It’s time for super funds to reject short-term thinking and embrace their role as long-term ‘universal’ investors, says our Chief Investment Officer David Macri.
In the investment world, ‘short-termism’ describes the tendency of investors to over-emphasise the short term compared with the long term. It involves focusing on a company’s earnings over the next three to 12 months over its long-term prospects. It’s not a new concept, but it is particularly relevant as we build back from COVID-19 and consider the type of society we want to live in.
The highly uncertain environment of the pandemic brought a lot of investors unstuck, because they tend to overemphasise the short term due to its higher degree of certainty compared with the medium to- long term. This caused investors to panic and sell good companies for prices that were well below their fundamental value. As long-term investors, we don’t focus on what is around the corner so we attempted to ‘look through’ the crisis. Using this approach, we were able to find good stocks at bargain prices.
The perils of short-termism
When shareholders pressure a company to put its near-term share price before its long-term sustainability it can undermine the foundations of its success. For example, it may cut back on research and development spending, stifling its innovation and growth as a result. Or it may cut costs by underpaying staff, using cheaper and inferior resources or neglecting its social and environmental responsibilities.
Some businesses pursuing this approach may also link extravagant executive remuneration to the current share price. This has the potential to skew the priorities of those in control, leading to dishonest practices and poor governance.
The pursuit of short-term profit also has disastrous consequences for the planet. Some of our most pressing issues – including environmental destruction, pollution, rising extinction rates, insecure working conditions and human trafficking – are caused, at least in part, by short-termism.
So what’s the solution? It starts with investors like us – super funds managing billions of dollars of their members’ retirement savings – recognising that the interests of society and the performance of their portfolios are linked.

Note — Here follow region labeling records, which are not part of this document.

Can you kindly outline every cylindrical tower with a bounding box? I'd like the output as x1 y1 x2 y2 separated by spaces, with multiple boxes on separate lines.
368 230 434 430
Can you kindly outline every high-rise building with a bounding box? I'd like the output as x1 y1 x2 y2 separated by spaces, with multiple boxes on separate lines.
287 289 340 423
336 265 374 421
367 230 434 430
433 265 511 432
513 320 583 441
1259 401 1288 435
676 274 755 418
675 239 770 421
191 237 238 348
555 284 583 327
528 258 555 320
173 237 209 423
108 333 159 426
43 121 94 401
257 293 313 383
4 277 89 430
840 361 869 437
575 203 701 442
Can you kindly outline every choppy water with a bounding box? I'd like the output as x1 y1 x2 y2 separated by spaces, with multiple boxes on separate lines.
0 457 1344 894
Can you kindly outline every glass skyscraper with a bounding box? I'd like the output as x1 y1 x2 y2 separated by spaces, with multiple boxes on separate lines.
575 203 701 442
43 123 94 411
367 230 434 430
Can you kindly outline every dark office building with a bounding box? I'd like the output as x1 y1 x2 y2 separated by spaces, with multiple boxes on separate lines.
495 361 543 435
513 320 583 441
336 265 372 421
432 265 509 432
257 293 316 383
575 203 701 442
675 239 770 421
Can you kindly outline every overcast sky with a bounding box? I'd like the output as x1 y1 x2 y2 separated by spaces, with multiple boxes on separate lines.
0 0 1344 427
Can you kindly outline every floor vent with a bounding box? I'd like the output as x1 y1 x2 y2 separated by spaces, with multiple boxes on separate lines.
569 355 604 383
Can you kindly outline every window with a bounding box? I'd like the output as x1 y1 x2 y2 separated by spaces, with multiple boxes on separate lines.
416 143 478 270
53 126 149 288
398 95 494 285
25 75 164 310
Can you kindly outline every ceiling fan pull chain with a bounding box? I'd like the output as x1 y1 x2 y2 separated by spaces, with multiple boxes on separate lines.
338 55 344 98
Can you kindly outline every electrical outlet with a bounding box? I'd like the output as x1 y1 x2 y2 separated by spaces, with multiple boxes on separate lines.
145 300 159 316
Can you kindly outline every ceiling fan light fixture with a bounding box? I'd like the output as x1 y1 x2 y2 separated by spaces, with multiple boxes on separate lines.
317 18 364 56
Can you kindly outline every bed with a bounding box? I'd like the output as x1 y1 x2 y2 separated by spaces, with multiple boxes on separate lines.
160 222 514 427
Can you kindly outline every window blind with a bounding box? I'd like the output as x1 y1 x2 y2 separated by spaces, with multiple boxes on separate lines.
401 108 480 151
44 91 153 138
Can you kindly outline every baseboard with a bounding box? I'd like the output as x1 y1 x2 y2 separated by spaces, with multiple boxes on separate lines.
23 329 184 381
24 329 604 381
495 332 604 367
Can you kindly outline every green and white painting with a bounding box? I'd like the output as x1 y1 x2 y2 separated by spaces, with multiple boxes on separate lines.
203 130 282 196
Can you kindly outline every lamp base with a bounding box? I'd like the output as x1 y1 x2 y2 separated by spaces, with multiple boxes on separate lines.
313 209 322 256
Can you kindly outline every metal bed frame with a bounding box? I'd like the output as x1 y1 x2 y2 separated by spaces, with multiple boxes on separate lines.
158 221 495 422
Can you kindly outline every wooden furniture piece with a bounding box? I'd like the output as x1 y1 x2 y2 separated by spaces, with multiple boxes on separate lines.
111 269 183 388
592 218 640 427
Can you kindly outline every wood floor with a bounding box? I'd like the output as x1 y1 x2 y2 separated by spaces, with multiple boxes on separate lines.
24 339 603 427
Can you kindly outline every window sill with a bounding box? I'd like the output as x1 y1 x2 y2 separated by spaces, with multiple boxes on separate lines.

Australia’s super assets are now bigger than the gross domestic product of our country. On a global scale, pension assets are forecast to soon eclipse the global economy. As a result, super funds are becoming ‘universal investors’ who will start seeking how to improve market returns instead of focusing on how to beat the market. For example, putting a price on carbon might seem like a bad idea from an investor’s point of view because companies’ costs will go up.
But for universal investors, bringing emissions under control benefits their entire portfolio because society as a whole will be better off if the impact of climate change is reduced. Unless we act to mitigate them, the consequences of climate change are forecast to be multiples of the cost of putting a price on carbon. Sectors like healthcare, insurance and property all stand to benefit if the frequency and scale of catastrophic weather events are reduced. Australia’s super assets are now bigger than the gross domestic product of our country.
With some super funds now managing hundreds of billions of dollars, they have a major say in the way society operates. These universal investors are more than just shareholders – they are major players in the economy, wielding a lot of power in directing and allocating capital. They also have an influence on how companies are governed because they own substantial portions of listed companies.
The concept of universal investors aligns well with an ethical approach to investing. And while Australian Ethical isn’t at the same scale as some of the country’s largest super funds, we can still use our powerful voice to advocate for change in the investment community. For example, in the past quarter we’ve taken action with other advocacy organisations to influence large insurers, the Victorian State Government and fast food companies to take action to benefit the climate. We’ve also called on governments to introduce mandatory human rights due diligence for companies in their jurisdictions.
Investing ethically for the long term
Sustainable investing is embedded into our investment process via the Australian Ethical Charter. It dictates that we avoid companies that pollute, exploit workers or waste non-recurring resources. But we also invest in companies that create positive impacts for society in sectors like renewable energy, healthcare, waste management and technology. We take our role as stewards of our members’ retirement savings seriously, because we know it’s important for them that their money does good.